8

I'm using a uniform random variable (0 mean, 1 variance) to generate white noise. Then I'm doing a moving average on those samples. I'm trying to figure out the variance of this output distribution.

Since I have a fixed number of independently distributed samples, $n$, that are being added together, this feels like the distribution you get from adding die rolls. Unlike a multinomial distrubution, the trial outcomes get added together and are continuous but bounded. (Well, given that it's floating point data, they're actually discrete but large.)

Does this distribution have a name? From a histogram, it looks like a binomial distribution.
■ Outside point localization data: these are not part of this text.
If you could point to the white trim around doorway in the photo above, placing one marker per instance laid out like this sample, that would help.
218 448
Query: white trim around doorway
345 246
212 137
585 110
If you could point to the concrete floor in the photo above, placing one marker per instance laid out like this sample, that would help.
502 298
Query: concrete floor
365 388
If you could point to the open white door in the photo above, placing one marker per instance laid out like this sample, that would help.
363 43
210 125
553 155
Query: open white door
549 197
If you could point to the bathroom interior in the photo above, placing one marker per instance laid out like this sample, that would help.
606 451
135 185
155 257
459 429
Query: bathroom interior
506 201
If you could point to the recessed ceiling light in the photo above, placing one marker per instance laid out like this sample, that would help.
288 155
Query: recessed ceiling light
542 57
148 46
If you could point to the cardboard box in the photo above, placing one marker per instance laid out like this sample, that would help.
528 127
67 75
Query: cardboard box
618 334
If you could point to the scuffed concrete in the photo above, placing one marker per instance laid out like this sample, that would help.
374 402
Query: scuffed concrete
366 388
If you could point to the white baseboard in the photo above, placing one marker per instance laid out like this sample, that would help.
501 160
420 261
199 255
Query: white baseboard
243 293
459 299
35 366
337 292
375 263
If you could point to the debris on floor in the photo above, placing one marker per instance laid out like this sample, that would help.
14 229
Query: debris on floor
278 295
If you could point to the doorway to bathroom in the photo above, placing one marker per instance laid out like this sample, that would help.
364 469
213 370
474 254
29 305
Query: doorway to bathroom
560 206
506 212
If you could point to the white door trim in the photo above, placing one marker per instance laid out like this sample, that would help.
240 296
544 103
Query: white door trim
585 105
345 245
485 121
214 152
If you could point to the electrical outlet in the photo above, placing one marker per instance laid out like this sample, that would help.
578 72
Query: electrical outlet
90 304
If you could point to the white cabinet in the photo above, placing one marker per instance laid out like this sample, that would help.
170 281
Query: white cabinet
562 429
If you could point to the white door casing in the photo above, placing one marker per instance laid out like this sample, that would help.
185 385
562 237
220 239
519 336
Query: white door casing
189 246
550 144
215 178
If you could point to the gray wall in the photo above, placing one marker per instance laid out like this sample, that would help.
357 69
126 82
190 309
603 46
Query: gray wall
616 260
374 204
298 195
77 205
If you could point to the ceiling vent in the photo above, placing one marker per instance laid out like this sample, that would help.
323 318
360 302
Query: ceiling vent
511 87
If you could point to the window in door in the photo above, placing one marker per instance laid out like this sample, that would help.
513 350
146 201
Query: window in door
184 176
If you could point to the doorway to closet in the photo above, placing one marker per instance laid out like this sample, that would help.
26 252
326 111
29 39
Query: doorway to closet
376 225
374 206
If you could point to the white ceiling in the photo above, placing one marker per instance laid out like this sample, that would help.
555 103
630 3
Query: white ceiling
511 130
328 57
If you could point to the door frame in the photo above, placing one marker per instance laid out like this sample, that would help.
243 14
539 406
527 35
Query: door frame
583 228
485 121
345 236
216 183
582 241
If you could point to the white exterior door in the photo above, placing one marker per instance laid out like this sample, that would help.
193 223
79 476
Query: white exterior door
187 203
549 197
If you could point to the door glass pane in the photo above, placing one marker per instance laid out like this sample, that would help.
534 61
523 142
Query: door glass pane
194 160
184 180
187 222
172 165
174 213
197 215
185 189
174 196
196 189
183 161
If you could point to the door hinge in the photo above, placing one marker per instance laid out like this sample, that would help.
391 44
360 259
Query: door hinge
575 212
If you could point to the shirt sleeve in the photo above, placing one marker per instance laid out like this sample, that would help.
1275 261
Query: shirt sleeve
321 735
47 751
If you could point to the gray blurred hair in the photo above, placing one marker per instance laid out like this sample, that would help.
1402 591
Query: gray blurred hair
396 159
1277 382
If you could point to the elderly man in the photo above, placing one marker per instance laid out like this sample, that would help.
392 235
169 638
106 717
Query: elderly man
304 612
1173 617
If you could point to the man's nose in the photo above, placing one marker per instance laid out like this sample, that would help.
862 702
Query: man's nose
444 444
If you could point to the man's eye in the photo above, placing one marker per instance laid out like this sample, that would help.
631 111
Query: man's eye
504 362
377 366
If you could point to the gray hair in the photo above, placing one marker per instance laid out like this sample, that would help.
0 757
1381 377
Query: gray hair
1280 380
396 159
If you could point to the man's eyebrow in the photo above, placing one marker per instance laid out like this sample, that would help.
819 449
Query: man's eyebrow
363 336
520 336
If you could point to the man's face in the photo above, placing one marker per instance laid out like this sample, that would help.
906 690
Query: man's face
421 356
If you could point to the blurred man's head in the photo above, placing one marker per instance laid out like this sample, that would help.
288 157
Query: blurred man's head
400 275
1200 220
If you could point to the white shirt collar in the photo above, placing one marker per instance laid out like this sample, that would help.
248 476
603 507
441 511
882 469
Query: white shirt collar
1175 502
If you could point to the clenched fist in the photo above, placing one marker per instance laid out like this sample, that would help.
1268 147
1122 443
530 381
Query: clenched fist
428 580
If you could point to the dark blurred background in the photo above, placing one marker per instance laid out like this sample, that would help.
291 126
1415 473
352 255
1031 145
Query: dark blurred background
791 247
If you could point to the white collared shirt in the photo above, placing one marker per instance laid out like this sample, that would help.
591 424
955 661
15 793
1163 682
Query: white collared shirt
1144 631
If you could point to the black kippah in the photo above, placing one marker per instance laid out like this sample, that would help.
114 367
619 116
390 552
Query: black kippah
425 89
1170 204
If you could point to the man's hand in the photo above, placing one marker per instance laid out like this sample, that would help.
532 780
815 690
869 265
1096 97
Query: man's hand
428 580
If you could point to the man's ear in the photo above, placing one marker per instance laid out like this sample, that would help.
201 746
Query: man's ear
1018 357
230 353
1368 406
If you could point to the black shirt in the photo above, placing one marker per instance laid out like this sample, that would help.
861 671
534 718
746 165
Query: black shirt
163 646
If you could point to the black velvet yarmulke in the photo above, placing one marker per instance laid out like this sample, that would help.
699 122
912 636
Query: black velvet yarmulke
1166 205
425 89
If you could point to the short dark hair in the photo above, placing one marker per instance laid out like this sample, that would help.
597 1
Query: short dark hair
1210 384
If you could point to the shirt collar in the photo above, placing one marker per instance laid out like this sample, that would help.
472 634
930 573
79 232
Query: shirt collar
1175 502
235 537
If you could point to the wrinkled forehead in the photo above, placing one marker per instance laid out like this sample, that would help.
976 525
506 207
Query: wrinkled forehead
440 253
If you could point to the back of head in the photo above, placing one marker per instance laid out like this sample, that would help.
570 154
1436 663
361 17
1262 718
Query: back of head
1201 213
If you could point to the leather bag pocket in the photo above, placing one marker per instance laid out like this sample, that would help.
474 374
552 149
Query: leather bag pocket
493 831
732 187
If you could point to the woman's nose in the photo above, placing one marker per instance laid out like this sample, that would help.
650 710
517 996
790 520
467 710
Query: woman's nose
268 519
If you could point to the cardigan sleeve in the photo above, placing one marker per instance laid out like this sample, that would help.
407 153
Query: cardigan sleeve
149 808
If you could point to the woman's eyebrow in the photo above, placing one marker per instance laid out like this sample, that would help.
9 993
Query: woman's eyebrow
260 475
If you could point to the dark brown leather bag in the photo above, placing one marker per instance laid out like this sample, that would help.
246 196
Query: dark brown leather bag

Using the variance for a multinomial distribution doesn't really work because I'm adding the samples, not treating them as un-addable categories.

Thanks!

  • 1
    Gaussian distribution. – Adrian Keister May 07 '20 at 20:56
  • 3
    Although it's not Gaussian, a Gaussian becomes an attractive approximation once $n$ exceeds 2. See https://stats.stackexchange.com/questions/41467 for illustrations and some analysis. But you don't need to know any of this to find the variance, because that depends only on basic properties of variances rather than on the distribution. – whuber May 07 '20 at 21:18
  • 1
    That is good intuition on your part to see the analogy with the binomial distribution. It is interesting to see the role that binomial coefficients play in the Irwin-Hall PDF. – John Coleman May 08 '20 at 10:44

1 Answers1

13

The sum of i.i.d. uniform random variables follows the Irwin–Hall distribution.